Alabama Sheriff Legally Took $750,000 Meant To Feed Inmates, Bought Beach House [View all]


Thief! Thief!! Thief!! Damn shame!!!!

A sheriff in Alabama took home as personal profit more than $750,000 that was budgeted to feed jail inmates — and then purchased a $740,000 beach house, a reporter at The Birmingham News found.

And it's perfectly legal in Alabama, according to state law and local officials.

Alabama has a Depression-era law that allows sheriffs to "keep and retain" unspent money from jail food-provision accounts. Sheriffs across the state take excess money as personal income — and, in the event of a shortfall, are personally liable for covering the gap.

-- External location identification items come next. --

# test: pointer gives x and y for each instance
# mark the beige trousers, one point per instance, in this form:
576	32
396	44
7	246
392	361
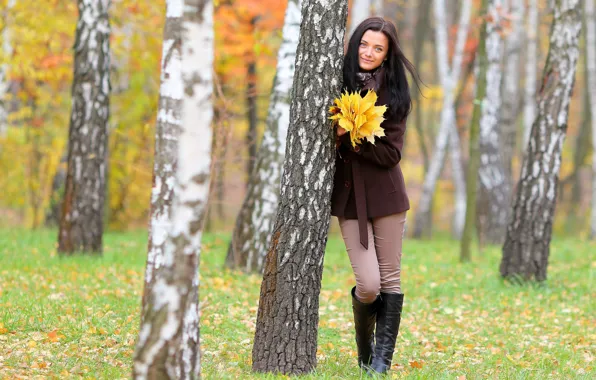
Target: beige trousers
377	268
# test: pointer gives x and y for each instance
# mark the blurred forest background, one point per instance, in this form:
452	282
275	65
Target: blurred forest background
36	60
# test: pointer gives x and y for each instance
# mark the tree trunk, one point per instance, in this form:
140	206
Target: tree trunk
4	83
254	224
527	244
474	159
421	29
287	320
378	8
251	103
360	11
167	132
531	57
81	223
447	130
590	18
168	343
510	89
494	191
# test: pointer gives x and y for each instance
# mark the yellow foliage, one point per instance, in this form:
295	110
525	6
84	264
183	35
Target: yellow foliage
359	116
40	72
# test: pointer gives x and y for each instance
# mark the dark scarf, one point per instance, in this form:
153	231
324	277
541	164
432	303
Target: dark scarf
371	80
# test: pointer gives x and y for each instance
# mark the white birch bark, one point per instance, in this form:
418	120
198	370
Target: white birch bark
168	344
510	87
256	218
447	134
493	196
527	244
359	12
7	52
531	57
167	132
590	20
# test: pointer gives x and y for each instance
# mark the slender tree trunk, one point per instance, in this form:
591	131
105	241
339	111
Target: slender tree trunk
168	343
527	244
254	225
447	130
81	223
474	160
251	102
494	191
590	19
167	132
4	83
422	27
531	57
287	320
360	11
510	88
378	8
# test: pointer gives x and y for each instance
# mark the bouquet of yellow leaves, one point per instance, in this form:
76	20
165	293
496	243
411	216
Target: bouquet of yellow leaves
359	116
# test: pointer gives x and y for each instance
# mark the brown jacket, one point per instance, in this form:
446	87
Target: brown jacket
368	181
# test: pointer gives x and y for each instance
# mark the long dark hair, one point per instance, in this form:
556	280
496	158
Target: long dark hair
395	80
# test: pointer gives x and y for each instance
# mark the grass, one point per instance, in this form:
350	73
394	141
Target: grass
78	317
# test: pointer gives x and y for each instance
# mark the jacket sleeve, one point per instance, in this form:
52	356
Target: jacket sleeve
386	152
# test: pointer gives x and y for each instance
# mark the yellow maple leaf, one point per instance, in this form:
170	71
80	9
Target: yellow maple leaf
359	116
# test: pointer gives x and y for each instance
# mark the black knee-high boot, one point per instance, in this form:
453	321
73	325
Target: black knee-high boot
388	319
365	316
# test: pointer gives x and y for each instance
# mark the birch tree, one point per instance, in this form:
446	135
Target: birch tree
447	134
7	52
167	132
81	221
474	143
254	224
530	80
168	343
510	90
527	243
493	196
359	12
378	8
590	20
287	320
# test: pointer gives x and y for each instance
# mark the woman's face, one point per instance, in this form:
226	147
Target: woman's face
373	50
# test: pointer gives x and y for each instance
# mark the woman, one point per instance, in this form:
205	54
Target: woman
369	195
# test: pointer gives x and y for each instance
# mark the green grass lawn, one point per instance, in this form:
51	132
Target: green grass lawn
78	317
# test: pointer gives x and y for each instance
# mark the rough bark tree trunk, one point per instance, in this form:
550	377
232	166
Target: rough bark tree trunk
494	191
81	223
447	134
168	343
167	132
474	159
360	10
255	220
530	79
590	19
287	320
510	89
527	244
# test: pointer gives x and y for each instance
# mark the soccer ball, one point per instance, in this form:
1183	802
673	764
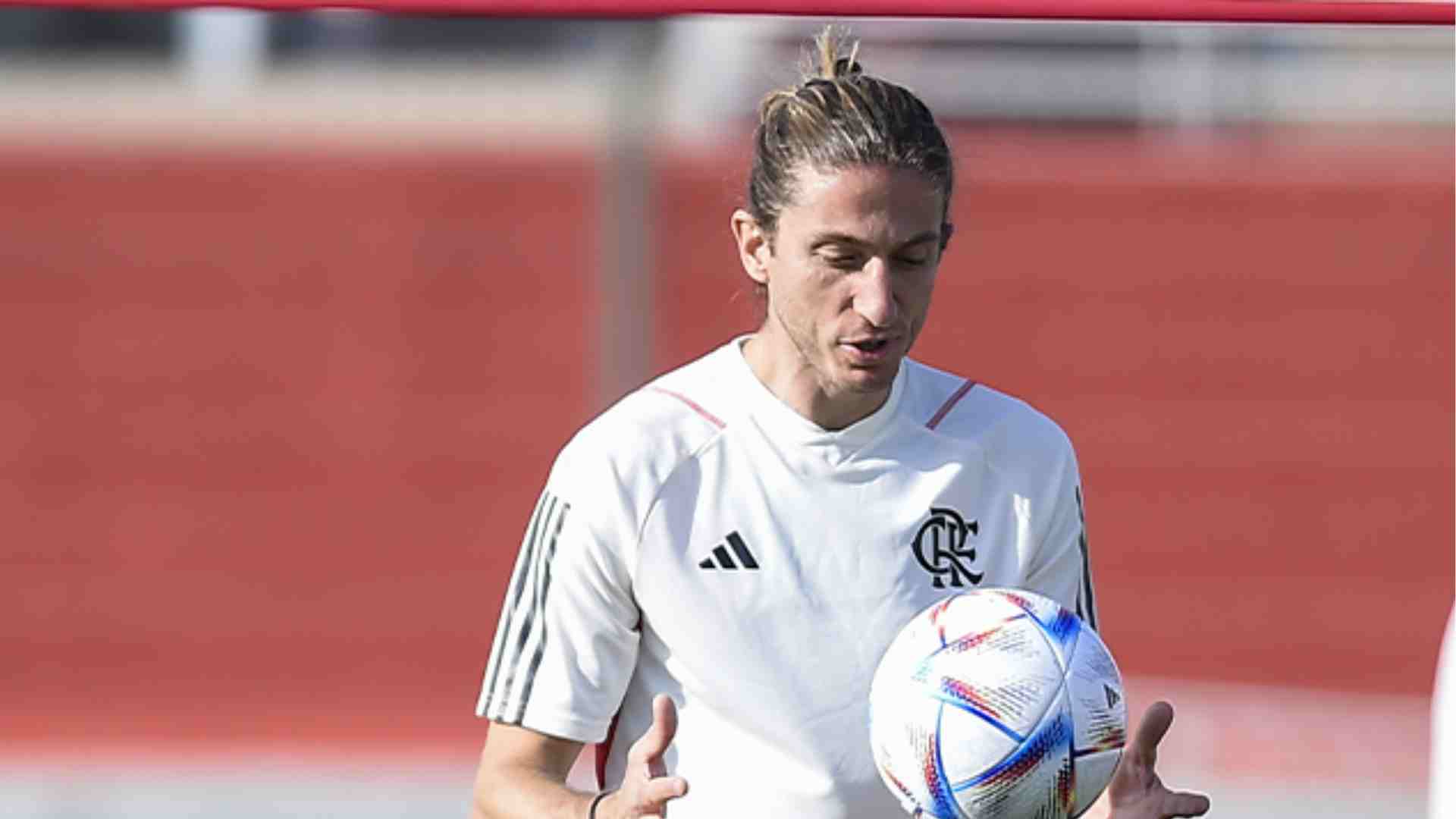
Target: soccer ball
996	704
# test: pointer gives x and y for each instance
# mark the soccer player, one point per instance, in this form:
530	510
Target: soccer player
718	561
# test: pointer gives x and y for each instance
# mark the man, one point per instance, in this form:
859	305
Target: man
739	539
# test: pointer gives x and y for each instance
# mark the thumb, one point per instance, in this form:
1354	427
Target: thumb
653	745
1156	720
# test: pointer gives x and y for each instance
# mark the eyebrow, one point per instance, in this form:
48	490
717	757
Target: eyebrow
820	240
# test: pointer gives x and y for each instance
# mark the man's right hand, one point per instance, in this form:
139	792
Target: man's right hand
647	786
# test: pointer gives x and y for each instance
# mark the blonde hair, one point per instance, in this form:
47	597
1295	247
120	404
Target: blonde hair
839	117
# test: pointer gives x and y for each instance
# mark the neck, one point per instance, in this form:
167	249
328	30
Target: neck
794	381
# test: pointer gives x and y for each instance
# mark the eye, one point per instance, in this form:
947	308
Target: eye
843	261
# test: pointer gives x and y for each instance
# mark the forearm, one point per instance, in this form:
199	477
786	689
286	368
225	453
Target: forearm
526	793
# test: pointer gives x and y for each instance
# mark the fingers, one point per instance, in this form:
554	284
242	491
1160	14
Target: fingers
1185	805
653	745
1156	720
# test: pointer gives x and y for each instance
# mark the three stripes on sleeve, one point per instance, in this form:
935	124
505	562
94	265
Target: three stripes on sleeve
520	637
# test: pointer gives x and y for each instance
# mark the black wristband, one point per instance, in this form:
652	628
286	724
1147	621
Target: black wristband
596	800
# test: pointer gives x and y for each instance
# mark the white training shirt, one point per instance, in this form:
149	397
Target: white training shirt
704	539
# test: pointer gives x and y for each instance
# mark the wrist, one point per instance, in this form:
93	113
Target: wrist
596	802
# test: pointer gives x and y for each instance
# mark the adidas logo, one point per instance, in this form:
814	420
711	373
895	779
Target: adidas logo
1112	698
723	560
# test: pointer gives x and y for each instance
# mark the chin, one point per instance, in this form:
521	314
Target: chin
877	379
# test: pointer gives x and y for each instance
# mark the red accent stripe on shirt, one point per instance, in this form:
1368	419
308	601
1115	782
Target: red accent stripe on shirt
695	406
946	409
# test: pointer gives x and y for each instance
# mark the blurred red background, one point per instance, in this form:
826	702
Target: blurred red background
273	422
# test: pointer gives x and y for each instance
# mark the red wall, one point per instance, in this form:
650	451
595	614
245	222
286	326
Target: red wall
271	423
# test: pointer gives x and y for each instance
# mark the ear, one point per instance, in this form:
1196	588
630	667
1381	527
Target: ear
753	245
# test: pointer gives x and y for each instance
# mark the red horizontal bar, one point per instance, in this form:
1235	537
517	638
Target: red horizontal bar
1372	12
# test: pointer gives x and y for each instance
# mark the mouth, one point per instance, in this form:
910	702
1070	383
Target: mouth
870	350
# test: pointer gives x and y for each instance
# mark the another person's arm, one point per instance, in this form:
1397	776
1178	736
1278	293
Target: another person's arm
1136	790
523	774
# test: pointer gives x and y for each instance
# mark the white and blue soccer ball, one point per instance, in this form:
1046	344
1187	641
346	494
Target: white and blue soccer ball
996	704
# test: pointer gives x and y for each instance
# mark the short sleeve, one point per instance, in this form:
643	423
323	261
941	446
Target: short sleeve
566	640
1062	567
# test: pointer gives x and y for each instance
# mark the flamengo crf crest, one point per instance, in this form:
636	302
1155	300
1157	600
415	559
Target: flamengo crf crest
941	548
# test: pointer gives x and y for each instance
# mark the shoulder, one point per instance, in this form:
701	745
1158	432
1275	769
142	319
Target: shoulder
963	409
639	441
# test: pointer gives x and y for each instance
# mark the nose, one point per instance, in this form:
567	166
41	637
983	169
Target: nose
875	297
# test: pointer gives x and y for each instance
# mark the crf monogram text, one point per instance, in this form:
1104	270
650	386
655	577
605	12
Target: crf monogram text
941	547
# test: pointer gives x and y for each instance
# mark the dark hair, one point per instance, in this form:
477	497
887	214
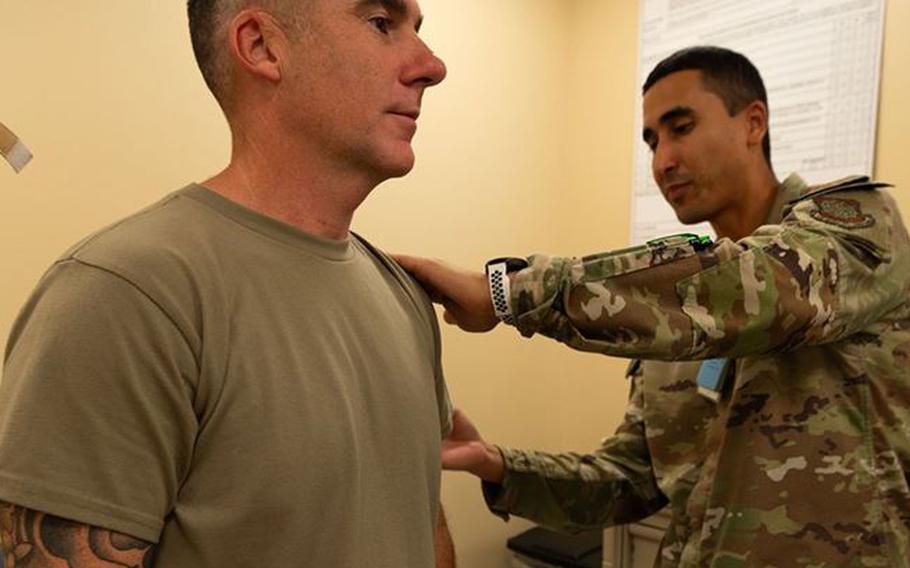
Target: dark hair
726	73
204	19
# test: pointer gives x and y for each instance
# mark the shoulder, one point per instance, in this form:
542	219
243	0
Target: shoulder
173	229
854	203
401	278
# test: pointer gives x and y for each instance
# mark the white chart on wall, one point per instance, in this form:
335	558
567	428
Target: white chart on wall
820	60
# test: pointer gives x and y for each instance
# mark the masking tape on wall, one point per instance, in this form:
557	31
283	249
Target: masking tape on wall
13	149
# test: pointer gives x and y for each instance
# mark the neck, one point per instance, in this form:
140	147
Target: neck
291	186
750	211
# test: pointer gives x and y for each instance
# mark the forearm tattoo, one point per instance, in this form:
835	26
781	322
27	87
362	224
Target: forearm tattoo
37	540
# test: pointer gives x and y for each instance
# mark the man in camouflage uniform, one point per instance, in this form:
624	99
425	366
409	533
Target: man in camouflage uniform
790	446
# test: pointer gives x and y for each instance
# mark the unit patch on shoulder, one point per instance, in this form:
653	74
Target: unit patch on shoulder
842	212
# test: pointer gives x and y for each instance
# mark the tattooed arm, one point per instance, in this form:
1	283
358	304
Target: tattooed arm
31	539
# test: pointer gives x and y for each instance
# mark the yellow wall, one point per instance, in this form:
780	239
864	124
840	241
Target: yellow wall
526	147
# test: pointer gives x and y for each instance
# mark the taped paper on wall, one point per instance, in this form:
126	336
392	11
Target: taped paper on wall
13	150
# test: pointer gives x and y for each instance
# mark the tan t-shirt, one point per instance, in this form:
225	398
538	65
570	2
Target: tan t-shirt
240	392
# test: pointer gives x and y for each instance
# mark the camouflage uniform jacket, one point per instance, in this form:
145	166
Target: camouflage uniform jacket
804	460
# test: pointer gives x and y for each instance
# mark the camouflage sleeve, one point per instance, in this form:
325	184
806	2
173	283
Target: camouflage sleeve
568	491
811	279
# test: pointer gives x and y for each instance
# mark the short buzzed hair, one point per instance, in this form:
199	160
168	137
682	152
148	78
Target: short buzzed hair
724	72
207	20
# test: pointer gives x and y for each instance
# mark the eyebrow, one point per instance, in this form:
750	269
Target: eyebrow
676	112
395	7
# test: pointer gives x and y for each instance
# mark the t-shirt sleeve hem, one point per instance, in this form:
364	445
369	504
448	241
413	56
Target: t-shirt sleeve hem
36	496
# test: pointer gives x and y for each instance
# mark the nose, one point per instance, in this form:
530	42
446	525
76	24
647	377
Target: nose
664	161
425	67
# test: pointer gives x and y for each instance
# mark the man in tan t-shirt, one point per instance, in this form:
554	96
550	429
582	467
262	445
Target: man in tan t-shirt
219	379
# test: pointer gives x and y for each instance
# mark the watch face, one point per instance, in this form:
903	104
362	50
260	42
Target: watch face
513	263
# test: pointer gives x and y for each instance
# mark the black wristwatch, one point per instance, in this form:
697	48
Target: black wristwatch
498	271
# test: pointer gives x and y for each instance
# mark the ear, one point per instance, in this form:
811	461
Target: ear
756	115
257	44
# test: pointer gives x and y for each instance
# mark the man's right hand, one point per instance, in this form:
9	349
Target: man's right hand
465	450
463	293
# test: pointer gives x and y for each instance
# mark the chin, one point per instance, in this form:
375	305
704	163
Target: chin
399	165
690	216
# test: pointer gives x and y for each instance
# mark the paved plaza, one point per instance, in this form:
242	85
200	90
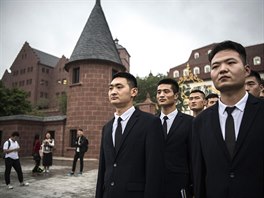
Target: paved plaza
54	184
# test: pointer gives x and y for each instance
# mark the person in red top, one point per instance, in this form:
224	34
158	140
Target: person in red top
36	156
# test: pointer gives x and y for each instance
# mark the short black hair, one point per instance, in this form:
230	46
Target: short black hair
132	81
172	82
256	75
212	95
229	45
15	134
197	91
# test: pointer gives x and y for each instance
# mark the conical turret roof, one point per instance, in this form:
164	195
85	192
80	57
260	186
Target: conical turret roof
96	41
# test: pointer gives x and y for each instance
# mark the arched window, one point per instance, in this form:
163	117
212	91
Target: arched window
196	70
207	68
257	60
176	74
185	72
196	55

Etowah County Sheriff Todd Entrekin told the News that he follows that practice of taking extra money from the fund, saying, "The law says it's a personal account and that's the way I've always done it."

Sheriffs across the state do the same thing and have for decades. But the scale of the practice is not clear: "It is presently unknown how much money sheriffs across the state have taken because most do not report it as income on state financial disclosure forms," the Southern Center for Human Rights wrote in January.

But in Etowah County, the News found the paper trail.

'Following the letter of the law'

The News discovered the eye-popping figures on ethics disclosures that Entrekin sent to the state: Over the course of three years, he received more than $750,000 in extra compensation from "Food Provisions." The exact amount over $750,000 is unclear, because Entrekin was not required to specify above a $250,000 a year threshold, the paper writes.

The paper also found that Entrekin and his wife own several properties worth a combined $1.7 million, including a $740,000 four-bedroom house in Orange Beach, Ala., purchased in September.

Without the provision funds, Entrekin earns a little more than $93,000 a year, the paper says.